Heid, on a side note, I live in Turkey for 9 months each year. I'm actually visiting Mardin next month. Conveniently, next to UKOGs basur/resan well. What's the betting if I ask the locals or operators they have never even heard of UKOG or AME.
I agree that I do not support a windfall tax nor does Kwasi or the conservative vote. It is seen to deter investment in to oil an gas, jobs etc when we should be encouraging oil production and supply. I guess it's what the public want to see with rising bills but they are ignorant to the real detail of the energy crisis with the likes of protestors shutting the M25 and screaming fossil fuels are bad. Never mind we will all use them until we die.
The windfall tax is bullish for my thesis that oil an gas prices are anticipated to keep rising. I view it as another stimulus for oil an gas demand as it will not encourage demand destruction.
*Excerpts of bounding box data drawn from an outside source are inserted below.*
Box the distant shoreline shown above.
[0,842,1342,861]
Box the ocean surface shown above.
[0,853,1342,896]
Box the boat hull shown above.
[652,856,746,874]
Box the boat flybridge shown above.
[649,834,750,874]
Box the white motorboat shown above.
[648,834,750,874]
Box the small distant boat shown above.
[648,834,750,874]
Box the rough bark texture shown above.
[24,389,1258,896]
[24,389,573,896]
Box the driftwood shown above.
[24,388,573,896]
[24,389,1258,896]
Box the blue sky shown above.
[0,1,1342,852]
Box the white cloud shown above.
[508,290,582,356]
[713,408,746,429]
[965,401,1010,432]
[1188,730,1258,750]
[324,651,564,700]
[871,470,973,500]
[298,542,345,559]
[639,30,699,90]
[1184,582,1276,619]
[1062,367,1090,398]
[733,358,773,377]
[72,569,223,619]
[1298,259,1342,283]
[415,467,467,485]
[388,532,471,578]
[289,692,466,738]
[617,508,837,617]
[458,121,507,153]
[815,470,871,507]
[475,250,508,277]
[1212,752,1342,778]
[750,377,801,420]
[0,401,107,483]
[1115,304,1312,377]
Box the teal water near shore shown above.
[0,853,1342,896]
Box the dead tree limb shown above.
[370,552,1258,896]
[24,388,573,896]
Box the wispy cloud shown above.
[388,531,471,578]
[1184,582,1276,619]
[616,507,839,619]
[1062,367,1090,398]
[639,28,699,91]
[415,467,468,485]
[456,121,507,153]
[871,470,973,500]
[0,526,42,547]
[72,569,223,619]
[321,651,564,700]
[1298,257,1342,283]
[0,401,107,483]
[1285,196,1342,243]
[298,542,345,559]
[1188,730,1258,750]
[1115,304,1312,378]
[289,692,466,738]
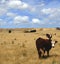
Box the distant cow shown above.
[36,34,57,58]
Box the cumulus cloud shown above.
[8,0,30,10]
[32,18,40,24]
[6,12,17,18]
[0,19,6,26]
[14,16,29,24]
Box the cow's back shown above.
[36,38,51,50]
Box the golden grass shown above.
[0,28,60,64]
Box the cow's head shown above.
[51,41,58,48]
[46,34,52,40]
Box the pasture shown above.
[0,28,60,64]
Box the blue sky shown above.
[0,0,60,28]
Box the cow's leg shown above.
[40,49,44,57]
[38,50,41,58]
[47,51,49,56]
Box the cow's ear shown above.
[46,34,52,39]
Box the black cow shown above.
[36,34,57,58]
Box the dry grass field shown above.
[0,28,60,64]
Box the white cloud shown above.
[14,16,29,24]
[32,18,40,24]
[0,7,7,16]
[0,19,6,26]
[6,12,17,18]
[8,0,29,9]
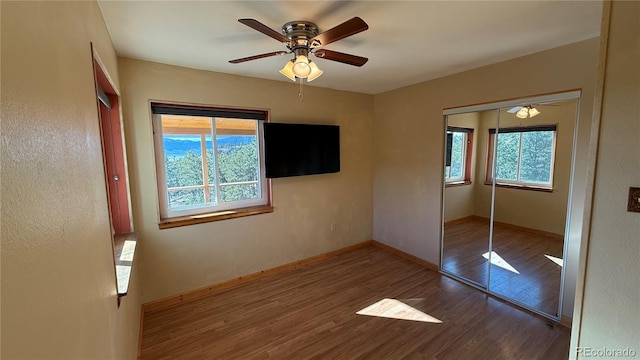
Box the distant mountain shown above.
[164,136,254,157]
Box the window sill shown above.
[113,232,138,305]
[444,180,471,188]
[484,181,553,192]
[158,205,273,230]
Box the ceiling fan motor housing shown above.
[282,21,319,51]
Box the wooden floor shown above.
[442,218,563,315]
[141,247,570,360]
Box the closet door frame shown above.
[439,89,581,322]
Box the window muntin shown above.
[152,104,269,219]
[487,125,556,189]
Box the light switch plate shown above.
[627,187,640,212]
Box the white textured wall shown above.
[571,1,640,358]
[0,1,140,359]
[373,38,598,316]
[119,59,373,302]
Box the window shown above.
[487,125,556,189]
[151,103,269,220]
[444,126,473,184]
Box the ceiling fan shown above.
[229,17,369,81]
[507,105,540,119]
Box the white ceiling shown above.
[98,0,602,94]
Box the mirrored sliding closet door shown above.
[441,92,580,320]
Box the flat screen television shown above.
[264,123,340,179]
Also, who said I would not get my £1 this year RNSTranslator ? Rather presumptuous of you.
“ I am invested here an you can bully me all you like but Im staying put all the way to Biscathorpe.” I thought you were staying until £1 or have you since dropped that number too…£10/£8/£6/£3/£1…. Spot the trend, the trend is your friend…
Well Heid. Seems it’s windfall tax time tomorrow. Remember the 19th of March when I posted this and you told everyone there wouldn’t be a windfall tax…”Kwasi said so”
“ That political reality simply means that a SHORT TERM windfall tax on oil and gas producers is inevitable as the voting public will simply not tolerate average fuel bills of £3k and oil and gas making super profits. A short term hit will not be welcomed by the industry, but expect this to be sweetened by longer term tax reductions to encourage more homegrown production in the medium term.”